Monday we had lunch at Bengal Cafe, a hole-in-the-wall Bangladeshi restaurant which Adrian had noticed smelled good when walking by a few times. I looked at the menu in the window, said "they have things I've never heard of," and reached for the door as Adrian cheerfully said "New Yorker." We declined the waitress/cook's offer of the lunch buffet, because we'd spotted things we liked on the menu. We had Chat Putty, a delightful mix of white bean and potato, served at room temperature; a nice but unspectacular goat and lentil curry; and Shorshe Hilcha. Hilcha is a freshwater fish that she compared to shad; it's delicate but has lots of bones. This preparation was a mustard and onion sauce, also excellent. (Note: the bits of orange in the sauce are not carrots, don't bite into them. It took quite a bit of plain rice to get that much hot pepper off my tongue.) I was disappointed by my masala tea: she uses more black pepper, and less of the cardamom/ginger/cinnamon cluster of sweet spices, than I prefer, but the third and fourth sips were better than the first, and I did finish it. The menu is a mix of things I'd not seen before, and what looked like standard Indian-restaurant fare, including kurmas, curry, paratha, pakoras, and lassi; we deliberately ordered things we can't get in lots of other places we eat. There were plenty of fish choices, unsurprising in the cuisine of a country that sits on a river delta. Bengal Cafe, 2263 Mass Ave, in Cambridge. 617-492-1944, and it says here that they deliver in North Cambridge. Lunch everyday, 11:30-3; Dinner 5-9 Monday-Thursday, 5-10 Friday-Sunday.

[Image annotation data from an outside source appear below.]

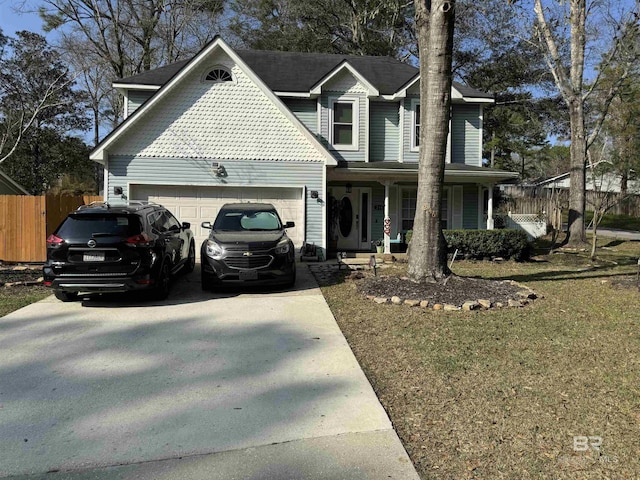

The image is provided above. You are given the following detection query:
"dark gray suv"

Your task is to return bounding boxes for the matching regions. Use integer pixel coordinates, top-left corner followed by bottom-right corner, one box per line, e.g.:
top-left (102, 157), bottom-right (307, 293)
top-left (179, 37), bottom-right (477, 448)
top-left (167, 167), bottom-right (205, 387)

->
top-left (43, 202), bottom-right (196, 301)
top-left (200, 203), bottom-right (296, 290)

Note to self: Adrian's current arrangement of chair, desk, and laptop was okay for me to use for short periods, but not to settle in at and get work done while she's asleep. This may be a temporary thing, because I hadn't noticed it before and my back had been bothering me before I got there, let alone sat down to use her computer.

The bus trip was uneventful and quick in both directions. No peafowl this time, but I got a nice look at the underside of an egret in flight, making a turn as our bus passed it.
redbird: London travelcard showing my face (travelcard)
( Mar. 13th, 2006 05:35 pm)
I am home, after a weekend with [livejournal.com profile] adrian_turtle, in which I helped her buy a computer and met her ex-housemates. The computer shopping was complicated by the difficulty of finding a laptop with a decent non-flickering screen--she'd already bought one based on descriptions and had to return it. We swore at Mapquest, went to two different stores, and rejected one incompetent salesman, but Adrian got her computer, and this is very good. We had sushi beforehand, and determined that seagulls are irrelevant while in the parking lot at PCs for Everyone (a nice salesman there, but no suitable hardware).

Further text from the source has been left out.